This letter is a response to the op-ed by Booker C. Peek regarding AR-15s and Constitutional law (“Constitution Does Not Automatically Permit AR-15s,” The Oberlin Review, Feb. 23, 2018). Toward the beginning of their case, Peek briefly reflects on the tragic mass shooting in Florida. As someone who was born and raised in Florida, I certainly share my condolences with the families of the victims, and I understand why many people are pushing for gun legislation and Constitutional amendments on assault weapons. As a person who shares Peek’s sympathy for the victims of mass shootings, I think it is important to also use those feelings to properly assess solutions while preserving Constitutional law. Keeping this in mind, I disagree with Peek’s argument favoring a Constitutional ban on AR-15s.

The Supreme Court interprets original Constitutional amendments in the historical context of the Founders. Therefore, it is essential to examine the makeup of the AR-15 to understand why the Founders would have approved of such firearms while drafting the Second Amendment. Firstly, AR-15s are semi-automatic weapons, a type of firearm that can fire one bullet per trigger and uses cartridges to prepare for continued fire. Not only does this make the AR-15 no different than many other legal rifles such as the M1 Garand, but also indicates that there is nothing unique about the AR-15 that would prevent the Supreme Court from believing that similar guns wouldn’t have been around in America during the Revolutionary period.
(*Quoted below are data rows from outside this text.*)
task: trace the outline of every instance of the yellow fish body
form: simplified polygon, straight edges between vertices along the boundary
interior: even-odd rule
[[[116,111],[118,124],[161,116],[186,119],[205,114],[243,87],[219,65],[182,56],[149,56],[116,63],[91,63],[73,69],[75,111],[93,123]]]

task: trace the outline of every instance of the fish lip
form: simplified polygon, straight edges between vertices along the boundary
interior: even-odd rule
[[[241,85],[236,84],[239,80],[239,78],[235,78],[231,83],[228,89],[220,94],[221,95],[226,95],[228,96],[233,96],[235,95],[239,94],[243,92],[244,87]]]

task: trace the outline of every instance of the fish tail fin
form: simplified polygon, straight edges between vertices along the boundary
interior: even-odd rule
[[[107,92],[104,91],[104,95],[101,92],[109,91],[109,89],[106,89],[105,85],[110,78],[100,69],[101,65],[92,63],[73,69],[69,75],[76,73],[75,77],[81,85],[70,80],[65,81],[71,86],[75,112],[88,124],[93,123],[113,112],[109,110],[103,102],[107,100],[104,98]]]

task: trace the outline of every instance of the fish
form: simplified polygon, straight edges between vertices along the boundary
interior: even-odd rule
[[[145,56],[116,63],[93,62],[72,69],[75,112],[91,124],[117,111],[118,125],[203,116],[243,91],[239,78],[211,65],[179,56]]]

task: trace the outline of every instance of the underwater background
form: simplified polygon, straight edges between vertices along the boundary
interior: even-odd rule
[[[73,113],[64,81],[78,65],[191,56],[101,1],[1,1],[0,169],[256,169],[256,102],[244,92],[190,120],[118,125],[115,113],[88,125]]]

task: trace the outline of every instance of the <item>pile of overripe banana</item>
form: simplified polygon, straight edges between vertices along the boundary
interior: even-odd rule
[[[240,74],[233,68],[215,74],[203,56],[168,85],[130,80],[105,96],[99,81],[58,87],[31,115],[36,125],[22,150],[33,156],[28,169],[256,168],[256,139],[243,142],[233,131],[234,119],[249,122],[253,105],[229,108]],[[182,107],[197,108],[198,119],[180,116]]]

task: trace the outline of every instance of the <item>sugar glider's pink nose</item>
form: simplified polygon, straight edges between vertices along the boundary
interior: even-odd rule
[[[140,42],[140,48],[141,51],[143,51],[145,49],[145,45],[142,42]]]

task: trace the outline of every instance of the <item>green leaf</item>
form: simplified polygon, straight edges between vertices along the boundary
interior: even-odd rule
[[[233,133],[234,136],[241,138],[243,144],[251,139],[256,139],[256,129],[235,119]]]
As a matter of fact, there were guns even more dangerous around in the times of the Founding Fathers such as the Belton Flintlock, which could fire nearly twenty bullets in five seconds — which is about as many bullets as a very skilled AR-15 wielder. Peek’s case rests on the assumption that guns like the AR-15 didn’t exist in the time of the Constitution, but historical data clearly shows that this isn’t true.

In his article, Peek also mentions the need for mental health programs and background checks. While there is a case to be made for those programs, the better solution would be to increase armed policing in public schools to protect students and teachers who aren’t able to legally obtain or conceal weapons to protect themselves. Since mass shooters generally lack firearm training, armed police officers could easily respond due to greater numbers and superior training.

Peek’s op-ed ends with a message of hope. I would like to end this response on a hopeful note as well. The fact that the United States has significantly lower homicide rates than other countries with stricter gun laws should be enough for anyone to remember that safety is in the hands of those who are the most responsible. In the end, it is not up to the law but up to our moral identity as human beings who care for each other to foster a peaceful future.